What is Bitcoin?

Bitcoin is the Future, but it’s not that simple

Bitcoin is the largest (by volume and market cap), most popular cryptocurrency. Cryptography lies at the core of Bitcoin’s functionality. Unlike traditional currencies such as dollars, euros, pounds sterling, francs, Bitcoin are mined by the people, without any central authority. There are no governments, companies, or banks in charge of Bitcoin. Because of this, it is more resistant to runaway inflation, corrupt banks, and unscrupulous powerful political and privatized organizations. Bitcoin makes each user responsible for the trust of the network.

Simply put, Bitcoin is:
  • a decentralized payment network
  • a currency founded on modern cryptography
  • a ledger of transactions
  • power computational network

What is bitcoin? Why does it matter?

This video touches on the broad strokes of the creation and merits of bit coin. Though it is a bit outdated as of the time of this posting on a few points. The exchange Mt. Gox referenced has since fallen and folded while the value of bitcoin has since significantly risen. The underlying foundation of what a bit coin exactly is remains constant. Bitcoin, serious business.

What is bitcoin?

Ever since I first heard about and knew about what a Bitcoin is, with all i’ve learned the way to describe it’s essence is this. It’s a digital currency that exists in the realms of computers networked together on and off the internet. It’s not backed by any central governing authority out of the reaches of government, or private company, or backed based on something like the availability of orange concentrate or price of gold. It’s a computer code, 1’s and 0’s, that’s run on thousands upon thousands of computers, all communicating with one another through a network on the internet.

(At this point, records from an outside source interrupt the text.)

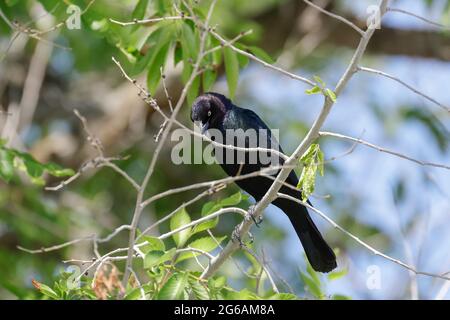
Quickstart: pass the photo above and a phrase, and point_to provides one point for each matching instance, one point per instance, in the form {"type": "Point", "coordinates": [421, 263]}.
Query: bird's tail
{"type": "Point", "coordinates": [319, 254]}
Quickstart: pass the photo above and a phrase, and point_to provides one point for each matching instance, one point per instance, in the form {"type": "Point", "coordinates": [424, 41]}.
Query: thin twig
{"type": "Point", "coordinates": [436, 24]}
{"type": "Point", "coordinates": [365, 245]}
{"type": "Point", "coordinates": [384, 74]}
{"type": "Point", "coordinates": [336, 16]}
{"type": "Point", "coordinates": [394, 153]}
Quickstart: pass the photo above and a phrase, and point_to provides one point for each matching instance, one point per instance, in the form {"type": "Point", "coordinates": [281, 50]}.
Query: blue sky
{"type": "Point", "coordinates": [370, 174]}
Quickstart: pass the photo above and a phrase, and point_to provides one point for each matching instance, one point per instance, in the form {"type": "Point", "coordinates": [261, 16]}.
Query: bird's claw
{"type": "Point", "coordinates": [252, 215]}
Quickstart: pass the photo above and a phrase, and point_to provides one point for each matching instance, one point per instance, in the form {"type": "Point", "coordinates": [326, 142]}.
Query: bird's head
{"type": "Point", "coordinates": [209, 110]}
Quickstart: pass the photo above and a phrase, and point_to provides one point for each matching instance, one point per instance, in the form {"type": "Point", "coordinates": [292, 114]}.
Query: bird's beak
{"type": "Point", "coordinates": [201, 126]}
{"type": "Point", "coordinates": [204, 127]}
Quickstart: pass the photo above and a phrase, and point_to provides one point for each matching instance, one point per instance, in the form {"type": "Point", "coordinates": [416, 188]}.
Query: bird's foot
{"type": "Point", "coordinates": [251, 214]}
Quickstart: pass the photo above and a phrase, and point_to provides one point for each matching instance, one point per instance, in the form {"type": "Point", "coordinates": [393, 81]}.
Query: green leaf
{"type": "Point", "coordinates": [319, 80]}
{"type": "Point", "coordinates": [189, 41]}
{"type": "Point", "coordinates": [156, 257]}
{"type": "Point", "coordinates": [46, 290]}
{"type": "Point", "coordinates": [173, 289]}
{"type": "Point", "coordinates": [244, 294]}
{"type": "Point", "coordinates": [58, 171]}
{"type": "Point", "coordinates": [261, 54]}
{"type": "Point", "coordinates": [199, 290]}
{"type": "Point", "coordinates": [337, 274]}
{"type": "Point", "coordinates": [208, 77]}
{"type": "Point", "coordinates": [231, 70]}
{"type": "Point", "coordinates": [330, 93]}
{"type": "Point", "coordinates": [314, 276]}
{"type": "Point", "coordinates": [312, 160]}
{"type": "Point", "coordinates": [283, 296]}
{"type": "Point", "coordinates": [140, 9]}
{"type": "Point", "coordinates": [193, 90]}
{"type": "Point", "coordinates": [178, 220]}
{"type": "Point", "coordinates": [153, 244]}
{"type": "Point", "coordinates": [206, 244]}
{"type": "Point", "coordinates": [311, 286]}
{"type": "Point", "coordinates": [6, 164]}
{"type": "Point", "coordinates": [340, 297]}
{"type": "Point", "coordinates": [232, 200]}
{"type": "Point", "coordinates": [154, 71]}
{"type": "Point", "coordinates": [33, 168]}
{"type": "Point", "coordinates": [313, 90]}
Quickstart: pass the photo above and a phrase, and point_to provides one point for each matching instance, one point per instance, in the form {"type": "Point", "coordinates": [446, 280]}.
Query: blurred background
{"type": "Point", "coordinates": [398, 207]}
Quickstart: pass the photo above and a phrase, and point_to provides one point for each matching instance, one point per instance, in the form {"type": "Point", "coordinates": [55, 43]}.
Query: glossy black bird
{"type": "Point", "coordinates": [215, 111]}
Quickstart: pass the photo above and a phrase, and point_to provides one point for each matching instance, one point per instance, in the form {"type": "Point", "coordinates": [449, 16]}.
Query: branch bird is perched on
{"type": "Point", "coordinates": [215, 111]}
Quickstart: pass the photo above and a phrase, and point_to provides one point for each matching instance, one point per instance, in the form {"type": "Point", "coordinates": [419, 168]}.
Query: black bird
{"type": "Point", "coordinates": [215, 111]}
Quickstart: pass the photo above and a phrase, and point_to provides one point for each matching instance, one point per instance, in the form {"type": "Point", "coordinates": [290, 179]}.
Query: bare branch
{"type": "Point", "coordinates": [384, 74]}
{"type": "Point", "coordinates": [433, 23]}
{"type": "Point", "coordinates": [370, 248]}
{"type": "Point", "coordinates": [336, 16]}
{"type": "Point", "coordinates": [394, 153]}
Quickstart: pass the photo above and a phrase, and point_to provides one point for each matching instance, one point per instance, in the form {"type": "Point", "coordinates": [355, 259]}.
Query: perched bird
{"type": "Point", "coordinates": [215, 111]}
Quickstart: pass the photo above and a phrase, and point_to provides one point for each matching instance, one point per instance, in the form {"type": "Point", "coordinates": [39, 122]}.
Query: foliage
{"type": "Point", "coordinates": [312, 160]}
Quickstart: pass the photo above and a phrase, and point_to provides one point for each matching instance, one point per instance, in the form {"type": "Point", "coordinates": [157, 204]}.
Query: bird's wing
{"type": "Point", "coordinates": [252, 118]}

The code solves a series of complex math problems. All the computers communicating together via network solve equations to complex math problems. The solution to each problem solved is a long string of letters and numbers that comprise a Bitcoin. Once a Bitcoin is generated it’s awarded by random to one of the computers in the network. Then it moves on to solving the next set in the math problem. This describes the process of “mining” a Bitcoin.

Bitcoin Mining

Programs built to mine for Bitcoins rest on top of hardware always evolving and becoming obsolete are available for computers to engage in this process. The size of the computing power determine how many Bitcoins are generated based on how much processing power one wields. The amount of Bitcoins that can ever be created is finite, unlike for instance fiat currency which can be created through central banking institutions.

It would probably take you years at current mining setups to mine a Bitcoin from a home computer without any specialized miner equipment hooked up to it.Now that Bitcoins are being mined from the system they exist for readily available purchase through various websites, digital currency exchanges setup to facilitate the acquisition of them.

Bitcoins have a reputation for mis-use due to it’s affiliation with a black market website called the Silk Road. A federal bust in late 2013 put an end to the site permanently. Silk Road was a website that paired buyers and sellers of illegal black market goods which were priced in Bitcoins.

Bitcoin has the power to change the world

This Guardian video glazes over the simplicity of Bitcoin. It’s not for everyone and some governments are working hard to regulate it.

Nonetheless people are willing to buy, sell, hold, and denominate goods in Bitcoins. In late 2013 a bit coin was trading at roughly $200 a coin, and as of now (September 2014) they trade at just under $500 per coin. This price is subject to daily change as the price fluctuates drastically, the price tends to be rather volatile. At one point the price per unit of BTC ran up over $1000 and has since ran down, to illustrate the kind of price swings the crypto currency has seen.

The future of Bitcoin is not set in stone, it is a blank slate. Will you be a part of it?